There were claims at the time that some Kentucky football players had "no-show" jobs in which they were paid but didn't have to work, Rice said.
It was against that backdrop that the ban on out-of-state football recruiting was enacted.
On page 229 of his book The Wildcats: A Story of Kentucky Football, Rice writes that "persons in the know immediately surmised that the plan was not of (Bryant's) own choosing. The university was on the verge of breaking off from its attitude 'of winning at any cost.' And the recruiting plan was just one of many steps."
Other Southeastern Conference schools seemed to have remarkably similar reactions to Bryant's out-of-state recruiting ban: What a splendid thing for Kentucky — but our school has no reason to adopt such a policy.
Auburn Coach Shug Jordan: "I think it's magnificent of the University of Kentucky and Coach Bryant to adopt a policy like that. ... I don't think Auburn would like a rule like that."
Mississippi Coach Johnny Vaught: "We'll take out-of-state boys, naturally, if they are good."
Inside Kentucky, the media praised Bryant for idealism. An editorial in The Courier-Journal called the UK policy "a sound one" and implored other state universities to adopt it.
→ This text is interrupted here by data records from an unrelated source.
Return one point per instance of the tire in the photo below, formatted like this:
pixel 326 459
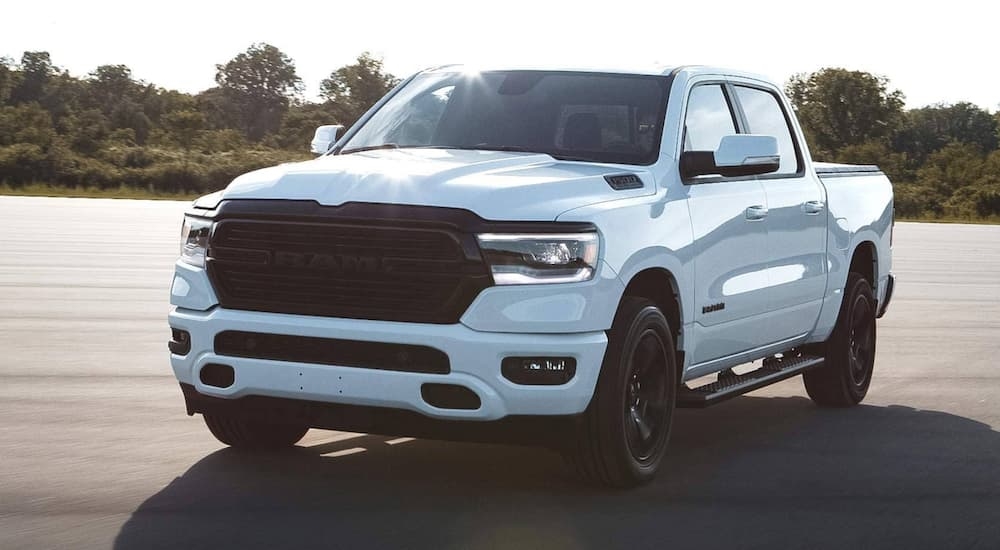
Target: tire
pixel 252 434
pixel 850 351
pixel 622 437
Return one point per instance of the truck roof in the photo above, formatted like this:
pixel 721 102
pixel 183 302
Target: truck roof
pixel 648 70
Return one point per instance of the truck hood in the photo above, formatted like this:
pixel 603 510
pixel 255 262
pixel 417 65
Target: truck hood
pixel 494 185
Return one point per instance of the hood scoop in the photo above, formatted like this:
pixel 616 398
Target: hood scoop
pixel 622 182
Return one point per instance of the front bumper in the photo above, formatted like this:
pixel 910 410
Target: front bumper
pixel 475 359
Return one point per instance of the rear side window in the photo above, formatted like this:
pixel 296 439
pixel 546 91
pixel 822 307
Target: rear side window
pixel 765 116
pixel 708 118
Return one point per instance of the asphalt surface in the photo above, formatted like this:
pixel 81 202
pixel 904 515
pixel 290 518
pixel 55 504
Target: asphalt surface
pixel 96 451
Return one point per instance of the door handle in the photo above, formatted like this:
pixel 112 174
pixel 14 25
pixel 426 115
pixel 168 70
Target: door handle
pixel 756 212
pixel 813 207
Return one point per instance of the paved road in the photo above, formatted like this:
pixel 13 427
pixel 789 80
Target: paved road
pixel 96 452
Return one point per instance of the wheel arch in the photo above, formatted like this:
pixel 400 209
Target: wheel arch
pixel 659 285
pixel 864 260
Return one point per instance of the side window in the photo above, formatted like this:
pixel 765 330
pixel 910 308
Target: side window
pixel 708 118
pixel 765 116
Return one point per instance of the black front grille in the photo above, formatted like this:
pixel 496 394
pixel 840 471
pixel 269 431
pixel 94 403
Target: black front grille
pixel 346 268
pixel 332 351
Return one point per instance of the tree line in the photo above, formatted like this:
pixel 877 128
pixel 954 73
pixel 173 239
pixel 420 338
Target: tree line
pixel 109 130
pixel 943 159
Earl Ruby, a C-J sports columnist, wrote that "there is no reason to think (the out-of-state recruiting ban) will seriously weaken Kentucky in football. There are enough excellent football players leaving Kentucky high schools each summer to form several strong college teams."
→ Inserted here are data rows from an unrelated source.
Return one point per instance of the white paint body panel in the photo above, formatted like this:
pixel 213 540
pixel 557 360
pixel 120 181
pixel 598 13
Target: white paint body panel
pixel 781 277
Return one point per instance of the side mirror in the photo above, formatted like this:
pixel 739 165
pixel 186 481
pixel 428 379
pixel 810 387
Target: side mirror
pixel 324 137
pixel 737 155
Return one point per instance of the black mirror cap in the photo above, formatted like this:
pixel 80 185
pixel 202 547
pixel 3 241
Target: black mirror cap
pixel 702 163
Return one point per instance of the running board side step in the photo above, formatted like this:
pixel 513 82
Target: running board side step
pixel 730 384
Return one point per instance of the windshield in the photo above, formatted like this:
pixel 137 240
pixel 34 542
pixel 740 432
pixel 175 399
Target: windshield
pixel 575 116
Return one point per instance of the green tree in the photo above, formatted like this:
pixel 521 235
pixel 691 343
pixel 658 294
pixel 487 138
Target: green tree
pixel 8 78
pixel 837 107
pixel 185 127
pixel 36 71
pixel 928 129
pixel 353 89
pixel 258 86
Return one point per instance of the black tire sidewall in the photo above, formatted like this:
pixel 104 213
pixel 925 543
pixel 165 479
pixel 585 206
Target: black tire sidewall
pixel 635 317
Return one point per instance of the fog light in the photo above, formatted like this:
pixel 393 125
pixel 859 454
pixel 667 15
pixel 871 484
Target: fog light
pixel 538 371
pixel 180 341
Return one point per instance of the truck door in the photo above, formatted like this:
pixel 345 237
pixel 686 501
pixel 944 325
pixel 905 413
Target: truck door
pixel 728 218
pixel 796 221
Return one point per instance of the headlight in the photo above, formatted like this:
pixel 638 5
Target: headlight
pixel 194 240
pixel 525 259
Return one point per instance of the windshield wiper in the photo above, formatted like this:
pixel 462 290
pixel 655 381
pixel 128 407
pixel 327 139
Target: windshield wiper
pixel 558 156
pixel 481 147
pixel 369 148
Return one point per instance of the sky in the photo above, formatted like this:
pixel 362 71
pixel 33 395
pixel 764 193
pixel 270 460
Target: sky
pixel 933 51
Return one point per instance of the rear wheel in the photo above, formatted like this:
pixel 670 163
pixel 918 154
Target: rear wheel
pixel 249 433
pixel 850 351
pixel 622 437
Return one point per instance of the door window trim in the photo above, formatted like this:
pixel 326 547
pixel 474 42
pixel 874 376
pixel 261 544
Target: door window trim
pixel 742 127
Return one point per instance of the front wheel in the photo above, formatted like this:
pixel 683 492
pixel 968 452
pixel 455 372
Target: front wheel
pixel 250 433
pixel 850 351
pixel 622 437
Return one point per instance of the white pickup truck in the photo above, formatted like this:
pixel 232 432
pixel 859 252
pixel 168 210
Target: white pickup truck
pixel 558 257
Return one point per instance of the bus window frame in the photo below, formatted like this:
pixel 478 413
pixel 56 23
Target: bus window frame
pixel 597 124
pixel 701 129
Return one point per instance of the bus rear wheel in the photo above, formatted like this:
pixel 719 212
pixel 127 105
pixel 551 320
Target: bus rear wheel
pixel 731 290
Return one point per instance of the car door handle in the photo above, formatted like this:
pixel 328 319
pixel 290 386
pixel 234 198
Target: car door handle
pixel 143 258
Ruby called on Rupp to implement such a policy for the UK basketball program, too.
Like Bryant, the UK basketball coach had greatly benefited in this era from out-of-state talent like Groza (Ohio), Cliff Barker (Indiana) and Bill Spivey (Georgia).
At first, Rupp refused to give his views on the ban. Pressed after the Cats beat LSU in a basketball game on Jan. 5, Rupp finally directed reporters "to look at the box score."
Rupp had played seven players in a 57-47 win. Six were natives of Kentucky.
Bryant told reporters that it would be at least four years before one could judge whether the ban on out-of-state recruiting was working out for Kentucky football.
The coach himself only made it through two of those years before bailing.
History has long maintained that Bryant left Kentucky due, largely, to his personal rivalry with Rupp.
Others say UK's recruiting loss of Louisville high school football star Paul Hornung to Notre Dame in 1953 was actually the final straw for the Bear.
Losing Hornung, who went on to win the 1956 Heisman Trophy, brought into stark outline for Bryant the box he was in at UK after imposing the out-of-state recruiting ban.
By the time the four years Bryant said were needed to evaluate the policy had elapsed, the Bear was at Texas A&M. Former Cleveland Browns assistant Blanton Collier was the Kentucky football coach.
Collier had both grown up in and started his coaching career in Kentucky. On page 237 of The Wildcats, Rice quotes Collier describing his job interview for the UK position.
"One of the first things Dr. Donovan asked me was if I planned to restrict recruiting to the state of Kentucky," said Collier. "I told him, 'I don't think you can. I have not been in Kentucky for a long time, but I don't think there are enough football players to win with, even if you get them all. You've got to go out of state to recruit.' (Donovan) agreed with me 100 percent."
UK eased the recruiting restriction at that time, Rice said Friday.
However, as quoted in Rice's book, Collier said the damage had already been done.
"The program had lost contact — was out of touch — with those out-of-state people who had been helping Kentucky in their recruiting," Collier said. "They had transferred their allegiance to other schools."
By 1957, UK's record sagged to 3-7. To this day, the 1952 Cotton Bowl remains the last major bowl in which Kentucky has played.
Many factors other than a relatively short-lived ban on out-of-state recruiting explain the historic struggles of University of Kentucky football.
Still, it is a fact that UK football has never gotten back to the level it was at on 1/3/52.
The day the Bear flew home from the Cotton Bowl and made an announcement that shocked the football world.